ある女性が、朝の食卓で「チラシを見て“いいね”というと主人の機嫌が悪いんです。」という。買ってくれと言っていると思っているというのだ。

これは笑いごとではない。私たちは言われてもいないことを聞き、私たちは言ってもいないことを相手に聞かれている。このために、さまざまな人間関係や仕事のトラブルが起き、膨大な時間を無駄にしている。

「言ってもいないことを聴かないでほしい」と叫んだところで解決にはならない。

私たちは現実にあるものをただ「ある」とは観ないで、自分特有の解釈から思いこんでいる。私たちの生きている人生そのものが、そんな場なのである。

これを乗り越え、サムライ時間を大切に過ごすためには、自分がどのように人の話を聴くのかという自分特有の聴き方の癖を知ることが大切だ。それを知れば、だんだん相手が何をいっているのかが、そのままが聞こえてくる。
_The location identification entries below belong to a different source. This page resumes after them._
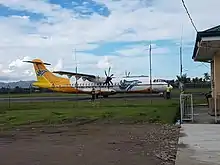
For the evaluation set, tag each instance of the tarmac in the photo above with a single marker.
(199, 145)
(79, 98)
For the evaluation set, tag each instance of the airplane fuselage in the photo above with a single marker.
(119, 85)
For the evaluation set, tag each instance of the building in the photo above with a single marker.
(207, 49)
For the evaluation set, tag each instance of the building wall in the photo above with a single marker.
(217, 74)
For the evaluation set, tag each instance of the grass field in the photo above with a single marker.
(64, 112)
(56, 94)
(147, 110)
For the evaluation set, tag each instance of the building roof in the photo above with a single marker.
(212, 32)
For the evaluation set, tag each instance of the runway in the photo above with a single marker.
(88, 97)
(80, 98)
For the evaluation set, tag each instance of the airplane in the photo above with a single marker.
(84, 83)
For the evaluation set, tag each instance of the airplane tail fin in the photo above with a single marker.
(45, 78)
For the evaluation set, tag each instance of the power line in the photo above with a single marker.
(184, 5)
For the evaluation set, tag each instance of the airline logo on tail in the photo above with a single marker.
(41, 72)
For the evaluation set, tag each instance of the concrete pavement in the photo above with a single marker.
(199, 144)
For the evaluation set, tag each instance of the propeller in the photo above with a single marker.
(127, 74)
(108, 80)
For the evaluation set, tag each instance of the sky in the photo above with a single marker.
(96, 34)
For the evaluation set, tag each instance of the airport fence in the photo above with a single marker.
(29, 95)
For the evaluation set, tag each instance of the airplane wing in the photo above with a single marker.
(77, 75)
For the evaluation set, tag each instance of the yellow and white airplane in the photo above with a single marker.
(85, 83)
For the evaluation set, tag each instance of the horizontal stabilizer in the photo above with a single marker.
(35, 62)
(75, 74)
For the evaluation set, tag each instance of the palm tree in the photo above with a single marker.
(206, 76)
(182, 78)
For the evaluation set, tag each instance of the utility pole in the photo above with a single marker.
(181, 63)
(150, 71)
(150, 67)
(76, 66)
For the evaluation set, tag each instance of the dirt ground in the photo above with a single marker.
(91, 144)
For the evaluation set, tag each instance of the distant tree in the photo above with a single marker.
(182, 78)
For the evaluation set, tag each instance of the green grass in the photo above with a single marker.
(52, 94)
(59, 112)
(57, 94)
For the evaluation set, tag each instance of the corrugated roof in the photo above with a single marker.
(214, 31)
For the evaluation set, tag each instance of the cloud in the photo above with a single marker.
(60, 30)
(142, 50)
(104, 63)
(59, 65)
(18, 63)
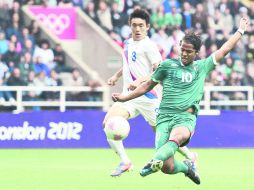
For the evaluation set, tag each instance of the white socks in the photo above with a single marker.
(118, 147)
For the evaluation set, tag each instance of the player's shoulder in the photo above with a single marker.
(203, 61)
(171, 62)
(148, 42)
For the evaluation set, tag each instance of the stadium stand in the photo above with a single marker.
(102, 26)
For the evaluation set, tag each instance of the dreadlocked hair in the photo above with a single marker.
(193, 38)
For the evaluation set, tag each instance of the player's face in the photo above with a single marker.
(188, 53)
(139, 28)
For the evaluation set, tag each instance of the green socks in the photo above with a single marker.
(166, 151)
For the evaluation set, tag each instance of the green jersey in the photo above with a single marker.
(183, 86)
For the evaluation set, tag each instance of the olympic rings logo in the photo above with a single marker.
(56, 23)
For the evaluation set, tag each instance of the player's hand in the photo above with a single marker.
(117, 97)
(112, 81)
(134, 85)
(244, 22)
また、相手の聴き方の癖を知ることができればさらにその効果は高まる。
それは大きく分けるとたった四つである。

1. 「相手は自分のやろうとしていることを邪魔しようとしている。」この聴き方をしている人は、人の話を聞かず、相談することも少なく、強引に事を進めてしまう。

2. 「相手は皆の調和や平和を乱している。」この聴き方をしている人は、波風を恐れて言うべきことを言わず、結果的に問題を大きくすることになってしまう。

3. 「相手は私を嫌いだと思っている。」別の言い方をすれば、「私は必要とされていない。」この聴き方をしている人は、人間関係の争いが絶えず起こることになる。

4. 「相手は自分の能力を否定している。馬鹿にしている。」また、この聴き方をしている人は、相手を馬鹿にしたり、「メリットのない人だ」と見てしまい、結果的に人を受け入れることができず、仕事の規模は縮小していく。

詳細は、私の著書「聴き方革命」(徳間書店)を参考にしてほしいが、自分の聴き方の癖を掴めば、ただ、「あるもの」を「ある」と見ることができるようになってくる。これによって二つの限界を超える有力な手段を手に入れることになる。

もし私たちが自分の肉体の有限さを意識して生きることができれば、できるだけ多くの人たちと協力しようとする。21世紀に生きる私たちには、地球規模の環境問題がのしかかっている。私たちの子々孫々に重大な影響を及ぼしているのは論を待たない。

私たちは、大きな神輿を担ぐ必要がある。

サムライ時間に生きている人は、人を大切にし、人の能力を生かすのである。